Giornata di stop nazionale: redazioni ferme e aggiornamenti ridotti. Al centro contratto fermo, precarietà e accesso difficile alla professione.

Oggi, venerdì 27 marzo 2026, è in corso lo sciopero giornalisti in tutta Italia. La mobilitazione, proclamata dalla Federazione nazionale della stampa italiana (Fnsi), coinvolge quotidiani, televisioni, radio e testate online. L’effetto è visibile: siti aggiornati a rilento, edizioni ridotte, servizi informativi essenziali.

Il punto di partenza è il contratto nazionale di lavoro giornalistico, fermo da anni. Secondo il sindacato, la trattativa non ha prodotto risultati concreti su salari, tutele e stabilità. Il tema non è solo economico. Riguarda il funzionamento stesso dell’informazione.

Un giornalista precario, sottopagato o addirittura non pagato “ti stiamo dando una possibilità”, troppo spesso costretto a lavorare senza garanzie ha meno strumenti per esercitare il proprio ruolo con autonomia. È questo il passaggio centrale della protesta: collegare le condizioni di lavoro alla qualità dell’informazione che arriva ai cittadini.

La questione si allarga poi all’accesso alla professione. Sempre più spesso l’ingresso nel giornalismo avviene attraverso collaborazioni mal retribuite, o non retribuite affatto, lavori intermittenti o percorsi poco chiari. Non esiste un solo modello, ma una costante: la difficoltà a costruire un percorso stabile.

Su questo punto emerge anche una dimensione personale, che non è un fatto verificato ma una testimonianza. Chi scrive segnala una delusione crescente verso un sistema che fatica a sostenere chi vuole diventare giornalista. La percezione è quella di un settore che chiede competenze, studio e responsabilità, ma restituisce spesso incertezza e scarsa valorizzazione del lavoro.

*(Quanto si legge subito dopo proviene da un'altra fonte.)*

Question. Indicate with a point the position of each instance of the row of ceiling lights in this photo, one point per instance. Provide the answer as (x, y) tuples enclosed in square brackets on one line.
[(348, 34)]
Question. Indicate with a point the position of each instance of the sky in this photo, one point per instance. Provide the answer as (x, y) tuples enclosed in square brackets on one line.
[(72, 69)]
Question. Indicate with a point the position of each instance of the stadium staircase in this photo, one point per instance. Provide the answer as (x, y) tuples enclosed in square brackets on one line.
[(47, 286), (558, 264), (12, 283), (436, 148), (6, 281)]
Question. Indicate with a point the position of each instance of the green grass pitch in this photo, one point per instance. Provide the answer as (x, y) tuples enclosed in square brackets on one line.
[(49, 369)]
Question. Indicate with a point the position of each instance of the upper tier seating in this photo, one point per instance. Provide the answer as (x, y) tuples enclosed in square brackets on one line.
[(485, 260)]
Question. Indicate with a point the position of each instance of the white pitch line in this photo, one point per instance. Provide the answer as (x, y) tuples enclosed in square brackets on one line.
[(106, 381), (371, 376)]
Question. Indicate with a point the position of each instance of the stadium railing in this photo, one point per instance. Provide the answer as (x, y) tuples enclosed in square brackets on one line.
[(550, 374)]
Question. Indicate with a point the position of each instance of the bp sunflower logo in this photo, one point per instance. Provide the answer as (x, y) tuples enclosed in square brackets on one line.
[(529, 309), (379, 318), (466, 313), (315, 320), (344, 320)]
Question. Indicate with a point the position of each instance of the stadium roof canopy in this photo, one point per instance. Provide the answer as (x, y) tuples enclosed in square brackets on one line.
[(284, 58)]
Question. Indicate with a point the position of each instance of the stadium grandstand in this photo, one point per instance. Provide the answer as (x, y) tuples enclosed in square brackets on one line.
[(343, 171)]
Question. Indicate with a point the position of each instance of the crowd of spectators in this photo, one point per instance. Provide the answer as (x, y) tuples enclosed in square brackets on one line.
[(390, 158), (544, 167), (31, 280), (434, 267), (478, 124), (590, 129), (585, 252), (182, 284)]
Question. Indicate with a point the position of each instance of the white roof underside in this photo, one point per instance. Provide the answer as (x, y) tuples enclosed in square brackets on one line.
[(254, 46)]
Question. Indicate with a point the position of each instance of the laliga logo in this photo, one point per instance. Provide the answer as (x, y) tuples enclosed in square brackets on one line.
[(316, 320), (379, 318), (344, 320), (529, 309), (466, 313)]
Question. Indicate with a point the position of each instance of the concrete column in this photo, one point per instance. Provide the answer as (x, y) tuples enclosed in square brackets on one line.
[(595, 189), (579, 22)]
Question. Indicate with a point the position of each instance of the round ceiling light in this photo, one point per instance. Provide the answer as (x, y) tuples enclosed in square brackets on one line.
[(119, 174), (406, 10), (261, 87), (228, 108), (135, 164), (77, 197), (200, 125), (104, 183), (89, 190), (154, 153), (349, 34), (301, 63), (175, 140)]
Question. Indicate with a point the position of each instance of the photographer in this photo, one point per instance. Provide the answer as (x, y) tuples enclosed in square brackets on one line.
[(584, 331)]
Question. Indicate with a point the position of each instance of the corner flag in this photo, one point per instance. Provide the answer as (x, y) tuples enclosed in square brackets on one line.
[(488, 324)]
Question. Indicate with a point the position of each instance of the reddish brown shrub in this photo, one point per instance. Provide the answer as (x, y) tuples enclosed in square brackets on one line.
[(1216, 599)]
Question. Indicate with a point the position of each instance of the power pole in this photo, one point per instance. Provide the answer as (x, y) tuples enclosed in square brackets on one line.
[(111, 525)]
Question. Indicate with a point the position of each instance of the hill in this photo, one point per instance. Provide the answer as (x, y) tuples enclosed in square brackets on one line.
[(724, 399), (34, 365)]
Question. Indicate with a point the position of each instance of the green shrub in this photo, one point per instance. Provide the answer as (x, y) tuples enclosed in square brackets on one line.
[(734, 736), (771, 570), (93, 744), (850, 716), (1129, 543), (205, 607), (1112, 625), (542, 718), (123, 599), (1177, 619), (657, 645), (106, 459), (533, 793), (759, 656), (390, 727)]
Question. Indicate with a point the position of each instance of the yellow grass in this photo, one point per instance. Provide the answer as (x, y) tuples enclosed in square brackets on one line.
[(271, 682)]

Allo stesso tempo, il settore dell’editoria accede a forme di sostegno pubblico previste per legge, tra contributi diretti, incentivi fiscali e fondi straordinari destinati a un comparto in difficoltà, segnato dal calo delle vendite e dalla transizione digitale.

Qui si apre il nodo. Da una parte le redazioni, soprattutto locali, che affrontano una crisi reale e strutturale. Dall’altra chi prova a entrare nel mestiere e si scontra con collaborazioni fragili, compensi bassi e percorsi incerti.

Difendere il giornalismo significa tenere insieme entrambe le realtà, senza ignorare le difficoltà delle imprese editoriali ma senza scaricare il peso della crisi su chi informa o prova a farlo.

È importante distinguere. La critica non riguarda la funzione del giornalismo, ma il modo in cui oggi viene organizzato e sostenuto. La professione resta centrale nella vita democratica. Il nodo sta in chi la gestisce, in come viene finanziata e in chi, in alcuni casi, finisce per sfruttarne le fragilità.

Il rischio è evidente: se il lavoro giornalistico perde dignità economica e stabilità, perde anche forza nel raccontare i fatti con indipendenza. Non è una dinamica immediata, ma progressiva.

Lo sciopero giornalisti di oggi si inserisce in questo quadro. Non è solo una vertenza contrattuale. È un segnale di tensione tra chi produce informazione e un sistema che, secondo i promotori della protesta, non garantisce condizioni adeguate.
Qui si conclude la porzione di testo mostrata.